Insomma, come nel caso dei mercati finanziari (che non a caso io chiamo il secondo mestiere più antico del mondo), secondo l’Economist il problema sta in quello che tecnicamente chiamiamo microstruttura del mercato, cioè l’organizzazione dell’incontro tra domanda e offerta e la formazione del prezzo. E’ sfuggita ai titolisti leggendari dell’Economist che in pratica stanno sponsorizzando lo stesso passaggio dal mercato “open-outcry”, o “alle grida” (“annamo, cocco?”) al mercato telematico. Stranamente uno dei problemi principali del mercato telematico finanziario (l’anonimato della controparte) non si ripresenta nel mercato “screen-based” della patonza. L’Economist ritiene che questo mercato telematico della gnocca sconfigga un sistema con “market maker” (papponi e mezzane). Non si capisce il nesso: perché non ci può essere una piattaforma organizzata da un pappone che poi ti organizza la “physical delivery” in un bordello qualsiasi o per strada? E siamo sicuri che non ci siano anche nel mercato telematico del sesso dei “dark pool” in cui invece di darlo (bid) lo prendi (ask)?
Il processo di formazione del prezzo è ancora imperfetto, ma l’Economist lo registra e lo accetta senza porsi ulteriori domande: “gentlemen really do prefer blondes, who charge 11% more than brunettes”. L’Economist non commenta oltre su questo nuovo rompicapo dell'”underpricing” delle brune. Perché non si tingono? Ma c’è di piu’. C’è anche un vero e proprio “IPO underpricing”: “inexperience is another reason newcomers to prostitution may underprice themselves, at least at first”. Nel 1991 Marco Ratti ed io abbiamo fatto la stessa analisi per un campione di 61 casi: purtroppo le nostre erano solo aziende. Ci sentiamo comunque di consigliare all’Economist la nostra spiegazione: un modello di “info production”. Fai uno sconto sulla prima pipa, riprendendo poi i soldi nelle scopate future (chiamerei la teoria in modo parallelo “staggered fucking”).

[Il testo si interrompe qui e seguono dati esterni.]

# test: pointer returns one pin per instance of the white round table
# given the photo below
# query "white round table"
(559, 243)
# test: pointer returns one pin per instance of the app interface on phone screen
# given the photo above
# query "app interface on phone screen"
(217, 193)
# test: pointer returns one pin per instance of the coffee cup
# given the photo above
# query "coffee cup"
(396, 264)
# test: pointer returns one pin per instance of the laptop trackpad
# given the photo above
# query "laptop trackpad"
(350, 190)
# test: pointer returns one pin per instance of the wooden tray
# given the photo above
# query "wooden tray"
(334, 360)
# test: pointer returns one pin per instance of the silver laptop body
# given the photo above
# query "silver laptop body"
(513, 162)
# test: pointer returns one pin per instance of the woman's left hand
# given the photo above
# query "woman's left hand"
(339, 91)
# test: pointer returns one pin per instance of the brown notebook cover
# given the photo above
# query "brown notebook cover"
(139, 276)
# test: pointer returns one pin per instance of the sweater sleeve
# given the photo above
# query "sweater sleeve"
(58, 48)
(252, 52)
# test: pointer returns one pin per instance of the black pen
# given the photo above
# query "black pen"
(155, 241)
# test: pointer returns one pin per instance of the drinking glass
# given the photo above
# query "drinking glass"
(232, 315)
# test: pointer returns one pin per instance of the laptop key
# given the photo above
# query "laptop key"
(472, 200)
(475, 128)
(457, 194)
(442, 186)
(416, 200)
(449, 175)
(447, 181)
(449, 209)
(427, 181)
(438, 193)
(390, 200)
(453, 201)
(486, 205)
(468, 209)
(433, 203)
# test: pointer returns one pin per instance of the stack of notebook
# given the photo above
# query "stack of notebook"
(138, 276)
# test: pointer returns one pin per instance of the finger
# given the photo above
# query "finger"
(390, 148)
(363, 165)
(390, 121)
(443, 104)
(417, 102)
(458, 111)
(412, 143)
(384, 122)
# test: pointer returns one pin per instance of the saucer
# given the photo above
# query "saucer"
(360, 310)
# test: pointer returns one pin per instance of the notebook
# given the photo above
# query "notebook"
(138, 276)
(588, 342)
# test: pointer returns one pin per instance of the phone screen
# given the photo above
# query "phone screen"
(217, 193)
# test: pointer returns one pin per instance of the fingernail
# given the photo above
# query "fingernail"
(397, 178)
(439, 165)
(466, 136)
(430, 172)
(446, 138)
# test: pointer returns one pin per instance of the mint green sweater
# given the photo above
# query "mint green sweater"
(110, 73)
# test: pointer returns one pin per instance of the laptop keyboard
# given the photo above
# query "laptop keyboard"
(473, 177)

Sull’Economist c’è anche un servizio di tre pagine, basato sui “big” data (e vai con il doppio senso, tu che il dato ce l’hai piccolo). Sulla base di 190000 profili si registra una preoccupante tendenza deflazionistica. I prezzi sono relativi, e quindi aggiustati per l’inflazione. Si osserva un brusco calo particolarmente negli anni di crisi, e l’Economist magistralmente lo spiega dicendo che andare a puttane è un bene superiore, cioè è una spesa che tagli quando non hai abbastanza soldi. L’altra spiegazione è che la prostituzione è un servizio ad alta intensità di capitale umano, ed è un caso unico in cui il capitale umano è più mobile internazionalmente del capitale fisico. Infine, proprio come nei mercati ci sono anche gli spread, e come nei mercati finanziari lo spread è più basso quando c’è il rapporto anale. Una cosa chiamata “kiss” (non voglio credere sia il bacio comune) costa quasi tre volte di più. Mi pare che l’Economist non commenti.
Che sensazioni registrare di questa lettura dell’Economist? Premetto che non sono riuscito a leggere tutto l’articolo: soffro di “noia precox”. Però se l’autore del pezzo mi chiedesse: “ti è piaciuto?”, gli dovrei rispondere, ansimando un po’, che una cosa mi ha fatto male e una mi preoccupa. Mi ha fatto male che l’uomo che nell’ultimo ventennio ho sempre combattuto, e che diceva: “la patonza deve girare” era vent’anni avanti rispetto all’Economist. La cosa che mi preoccupa è che se Internet rende pulito e trasparente ciò che è sporco, solo perché contiene i commenti degli utenti e dei fornitori, non vorrei che divenisse un immenso magazzino di riciclaggio di atti illeciti. Insomma, mi spiacerebbe vedere nascere una piattaforma che potrebbe chiamarsi ad esempio “Pizzo-on-line”, in cui un utente possa scrivere: “servizio un po’ rude all’inizio, ma poi senz’altro efficiente, e non lo scrivo certo perché mi stanno puntando una pistola…Ottimo”.